= Otto II of Zutphen =

12th-century Dutch nobleman

Otto II was a Dutch nobleman from the early 12th century who was Count of Zutphen from 1101 until his death in 1113. Otto was the son of Gottschalk and Adelheid of Zutphen, herself the daughter of Liudolf of Lotharingia. Liudolf was the grandson of the Holy Roman Emperor Otto II and Theophanu. In 1107, Otto II of Zutphen received the Frisian domains of Westergo, Oostergo and Suthergo from Henry V, Holy Roman Emperor, in exchange for landed possessions around what is now Alzey in Germany.

Otto's exact genealogy is unclear. His maternal grandfather may have been Otto of Hammerstein, who may have been the first Count of Zutphen. Alternatively, Adelheid may have been a daughter of Liudolf of Zutphen and Mathilda of Hammerstein, who was herself the daughter of Otto of Hammerstein.

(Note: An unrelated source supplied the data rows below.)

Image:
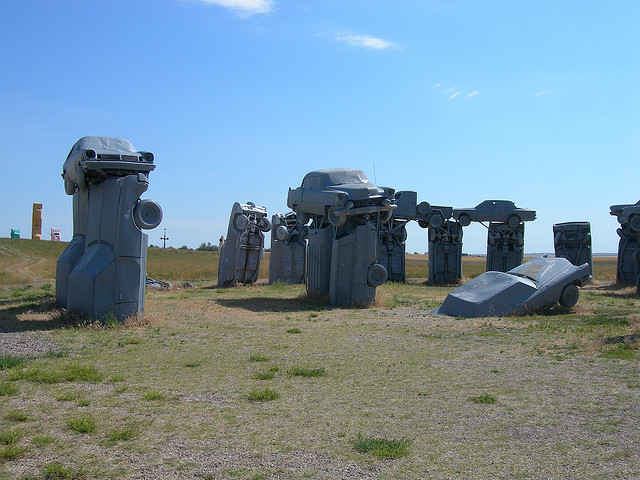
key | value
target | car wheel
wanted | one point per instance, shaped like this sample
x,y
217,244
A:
x,y
336,220
513,221
569,296
69,186
557,239
424,208
282,233
241,222
147,214
386,216
634,223
377,275
436,220
403,235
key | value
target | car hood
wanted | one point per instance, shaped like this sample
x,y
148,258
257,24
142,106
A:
x,y
358,191
530,286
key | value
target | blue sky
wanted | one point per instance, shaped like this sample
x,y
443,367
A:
x,y
532,101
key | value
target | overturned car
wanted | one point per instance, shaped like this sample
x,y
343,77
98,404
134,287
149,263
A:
x,y
532,286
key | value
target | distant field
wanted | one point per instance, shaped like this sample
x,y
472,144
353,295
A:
x,y
263,383
23,260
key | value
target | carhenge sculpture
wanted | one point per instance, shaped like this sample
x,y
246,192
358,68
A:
x,y
346,212
535,285
288,249
505,236
244,247
102,270
628,215
572,240
445,239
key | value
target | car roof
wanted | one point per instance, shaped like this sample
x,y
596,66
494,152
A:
x,y
319,179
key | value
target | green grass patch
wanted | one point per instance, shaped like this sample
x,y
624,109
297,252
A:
x,y
623,351
7,388
151,396
485,399
83,423
267,375
10,437
42,440
382,447
256,357
11,452
305,372
17,415
57,471
122,434
11,361
263,395
57,374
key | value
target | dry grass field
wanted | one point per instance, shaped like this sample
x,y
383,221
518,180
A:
x,y
261,382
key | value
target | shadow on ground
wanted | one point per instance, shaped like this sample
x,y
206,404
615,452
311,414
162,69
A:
x,y
25,314
268,304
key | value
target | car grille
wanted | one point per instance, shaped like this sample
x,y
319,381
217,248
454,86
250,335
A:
x,y
365,203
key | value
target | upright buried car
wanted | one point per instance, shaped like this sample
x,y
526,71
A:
x,y
532,286
337,193
494,211
628,214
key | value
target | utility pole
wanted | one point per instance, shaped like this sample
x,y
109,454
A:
x,y
164,239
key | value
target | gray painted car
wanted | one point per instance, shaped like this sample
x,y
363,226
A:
x,y
532,286
337,194
628,214
494,211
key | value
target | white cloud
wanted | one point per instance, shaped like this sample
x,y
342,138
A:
x,y
364,41
455,92
243,7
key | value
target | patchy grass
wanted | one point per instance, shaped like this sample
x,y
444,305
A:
x,y
306,372
7,388
11,361
263,395
382,447
56,374
394,369
485,399
57,471
83,424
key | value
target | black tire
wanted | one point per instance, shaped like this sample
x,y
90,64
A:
x,y
513,221
386,216
424,208
69,186
303,218
282,233
147,214
336,220
436,220
465,220
241,222
377,275
264,224
569,296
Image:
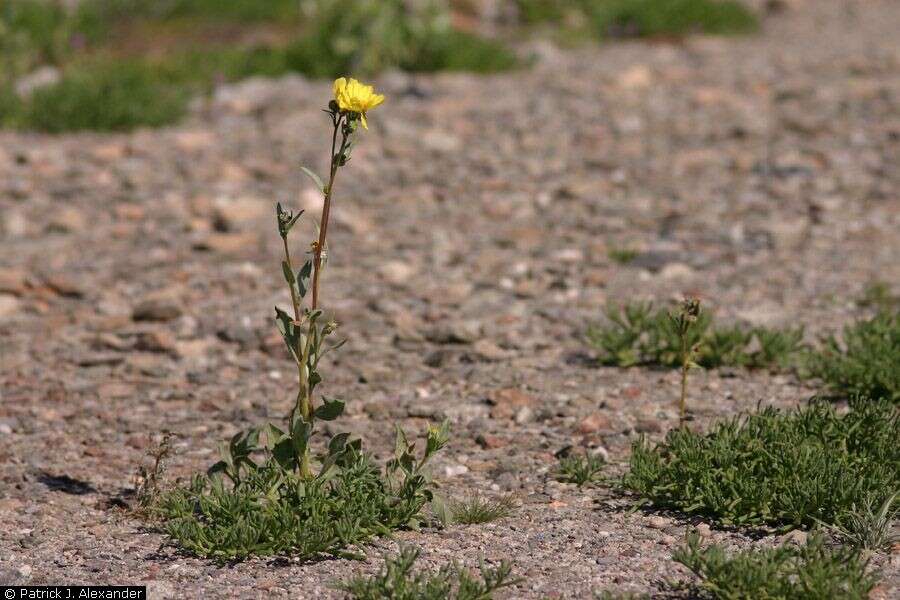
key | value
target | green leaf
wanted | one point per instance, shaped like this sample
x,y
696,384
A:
x,y
330,409
288,274
288,331
316,179
338,443
303,277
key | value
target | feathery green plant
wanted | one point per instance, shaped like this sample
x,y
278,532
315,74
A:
x,y
637,334
864,360
809,572
480,509
792,469
396,581
869,528
580,469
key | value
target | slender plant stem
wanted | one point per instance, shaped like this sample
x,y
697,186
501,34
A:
x,y
326,210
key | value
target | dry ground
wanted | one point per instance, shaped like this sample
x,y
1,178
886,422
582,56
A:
x,y
469,253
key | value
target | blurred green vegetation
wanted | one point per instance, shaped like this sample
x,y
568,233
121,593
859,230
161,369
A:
x,y
122,64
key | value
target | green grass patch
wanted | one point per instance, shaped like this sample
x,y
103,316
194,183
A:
x,y
638,334
810,572
479,509
111,97
273,511
397,581
671,17
580,469
790,469
328,38
864,360
642,18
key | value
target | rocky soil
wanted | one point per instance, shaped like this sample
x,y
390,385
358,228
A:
x,y
469,252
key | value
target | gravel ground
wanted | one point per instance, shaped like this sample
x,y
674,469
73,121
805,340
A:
x,y
469,252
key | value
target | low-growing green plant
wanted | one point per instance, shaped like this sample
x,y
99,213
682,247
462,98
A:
x,y
869,527
396,581
683,323
290,503
637,334
790,469
809,572
370,35
670,17
108,97
148,478
878,295
864,360
579,469
622,256
266,509
480,509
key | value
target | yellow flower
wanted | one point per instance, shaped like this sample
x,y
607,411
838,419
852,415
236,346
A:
x,y
353,96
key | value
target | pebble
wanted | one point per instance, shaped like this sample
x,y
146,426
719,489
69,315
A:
x,y
157,309
9,305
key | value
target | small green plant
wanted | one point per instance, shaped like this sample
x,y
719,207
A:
x,y
479,509
790,469
396,581
878,295
637,334
291,503
671,17
580,469
869,526
148,479
370,35
864,360
622,256
683,322
610,595
810,572
109,97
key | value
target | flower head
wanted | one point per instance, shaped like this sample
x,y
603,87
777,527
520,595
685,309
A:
x,y
354,97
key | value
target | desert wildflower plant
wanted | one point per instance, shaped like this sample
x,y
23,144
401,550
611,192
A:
x,y
268,494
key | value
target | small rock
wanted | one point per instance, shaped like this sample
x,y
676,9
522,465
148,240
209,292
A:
x,y
9,305
65,286
524,415
460,332
648,425
13,281
67,220
228,243
240,213
157,309
657,522
488,350
489,442
635,78
797,536
594,423
508,402
676,271
397,271
455,470
156,341
41,77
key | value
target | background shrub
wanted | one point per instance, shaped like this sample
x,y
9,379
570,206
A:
x,y
810,572
864,360
784,468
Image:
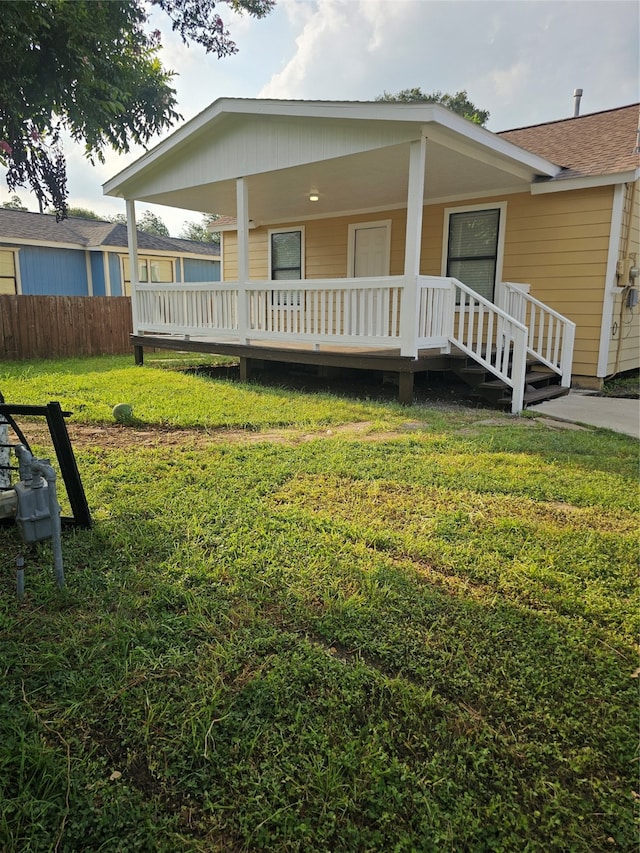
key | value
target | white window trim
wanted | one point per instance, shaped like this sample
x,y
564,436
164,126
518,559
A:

Otto II, known as "Otto the Rich", married Judith of Arnstein. They had four children:
- Henry II, Count of Zutphen, Westergo, Oostergo and Suthergo (died before 1134), married Mathilde of Beichlingen, daughter of Kuno, Count of Beichlingen and Kunigunde of Weimar.
- Dirk (Diederik) of Zutphen (died before 1134), Bishop of Munster.
- Gerard (died before 1134).
- Ermengarde of Zutphen, married 1) Gerard II, Count of Guelders and 2) Conrad II, Count of Luxembourg, son of William I, Count of Luxembourg and Luitgard von Beichlingen. Ermengarde was Countess of Zutphen from 1122 to 1138.

== Literature ==
- Pieter Lodewijk Muller: Otto II., Graf von Zütphen. In: Allgemeine Deutsche Biographie (ADB). Band 24, Duncker & Humblot, Leipzig 1887, S. 741.